Verstand statt Diät

Ernährung

Welche Chancen gegen Übergewicht?

>Wenn bereits das National Geographic in seiner Augustausgabe einen detaillierten Bericht bringt, dann liegt wirklich ein Problem vor. Es gibt auf diesem Planeten mittlerweile genauso viele übergewichtige wie untergewichtige Menschen. Drastisch wird geschildert, dass nicht nur in den USA, sondern auch bereits 1000 mal in Deutschland Magen-Bypasse und Silikonbänder zum Abschnüren des Magens operiert werden. Das Magenvolumen verringert sich dadurch von den Ausmaßen einer Weinflasche zur Größe eines Likörglases.
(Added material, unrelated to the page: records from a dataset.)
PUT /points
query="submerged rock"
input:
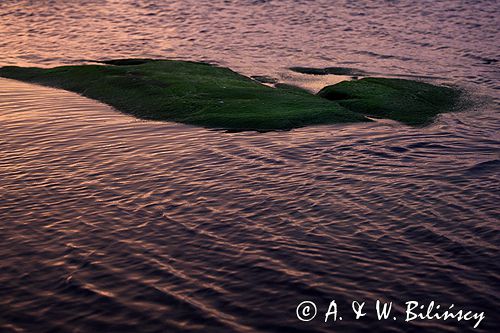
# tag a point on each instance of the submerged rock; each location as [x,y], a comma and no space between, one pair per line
[216,97]
[410,102]
[328,71]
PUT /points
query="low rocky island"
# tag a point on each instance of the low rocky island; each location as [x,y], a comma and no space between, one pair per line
[216,97]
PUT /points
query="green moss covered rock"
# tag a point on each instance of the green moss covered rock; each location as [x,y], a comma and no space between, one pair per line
[410,102]
[190,93]
[216,97]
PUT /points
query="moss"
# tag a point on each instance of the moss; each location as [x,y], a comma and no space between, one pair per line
[189,92]
[216,97]
[410,102]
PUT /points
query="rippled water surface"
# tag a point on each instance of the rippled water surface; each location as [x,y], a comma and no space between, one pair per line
[111,224]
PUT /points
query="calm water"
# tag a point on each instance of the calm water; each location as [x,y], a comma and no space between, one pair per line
[111,224]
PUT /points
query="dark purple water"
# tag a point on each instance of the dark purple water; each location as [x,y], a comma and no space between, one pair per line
[111,224]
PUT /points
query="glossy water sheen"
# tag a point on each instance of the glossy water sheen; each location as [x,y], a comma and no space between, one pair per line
[110,224]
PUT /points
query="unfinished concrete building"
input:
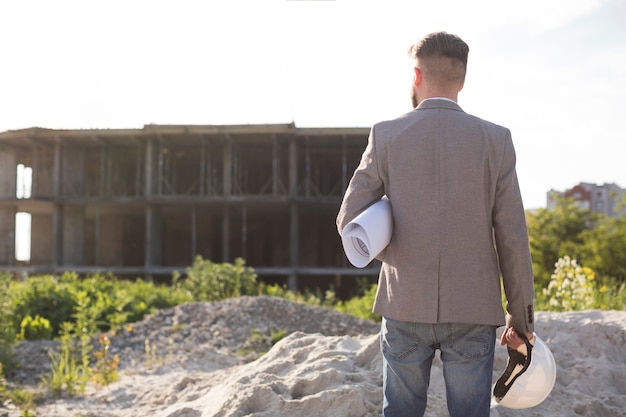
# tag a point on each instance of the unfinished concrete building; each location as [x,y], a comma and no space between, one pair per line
[144,202]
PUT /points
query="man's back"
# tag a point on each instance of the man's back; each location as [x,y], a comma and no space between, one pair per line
[441,170]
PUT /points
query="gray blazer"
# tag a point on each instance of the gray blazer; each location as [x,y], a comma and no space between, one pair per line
[452,184]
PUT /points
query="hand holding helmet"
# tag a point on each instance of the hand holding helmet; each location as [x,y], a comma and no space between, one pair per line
[530,373]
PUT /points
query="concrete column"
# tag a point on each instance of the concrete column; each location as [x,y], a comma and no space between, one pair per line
[149,167]
[7,235]
[73,235]
[8,167]
[154,237]
[226,234]
[228,167]
[294,236]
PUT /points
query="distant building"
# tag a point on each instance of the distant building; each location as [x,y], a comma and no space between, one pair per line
[145,202]
[602,199]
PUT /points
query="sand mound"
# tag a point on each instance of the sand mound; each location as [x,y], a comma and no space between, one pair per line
[328,365]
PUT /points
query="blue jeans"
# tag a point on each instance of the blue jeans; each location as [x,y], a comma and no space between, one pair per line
[408,350]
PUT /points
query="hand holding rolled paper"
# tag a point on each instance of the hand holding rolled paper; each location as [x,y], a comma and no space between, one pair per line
[368,234]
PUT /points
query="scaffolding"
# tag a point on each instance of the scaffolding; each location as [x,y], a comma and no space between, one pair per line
[144,202]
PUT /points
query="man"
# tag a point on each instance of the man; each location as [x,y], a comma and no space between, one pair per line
[458,224]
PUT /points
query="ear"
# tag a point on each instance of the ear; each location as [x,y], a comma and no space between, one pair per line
[417,79]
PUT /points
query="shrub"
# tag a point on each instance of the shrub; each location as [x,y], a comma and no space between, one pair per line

In 15 Prozent der Fälle bleibt die Operation erfolglos, weil die Patienten anschließend nicht mehr viel, aber ständig naschen. Jeder 1000ste stirbt an Blutgerinnseln, Lungenentzündungen und Infektionen. Es sind nicht nur die USA und Deutschland. In Kenia, Tansania, Kamerun und Niger sind 10 Prozent der Bevölkerung fettleibig. Diätbücher werden zu Kassenschlagern, auch wenn sie äußerst umstritten sind, wie zuletzt die beliebte Atkins-Diät. Fettabsaugungen, von denen in Deutschland jährlich rund 30.000 durchgeführt werden, kosten je nach Klinik 700 bis 5.500 Euro. Das Fett anderer versorgt auch geschäftstüchtige Gesundheitsvertreter.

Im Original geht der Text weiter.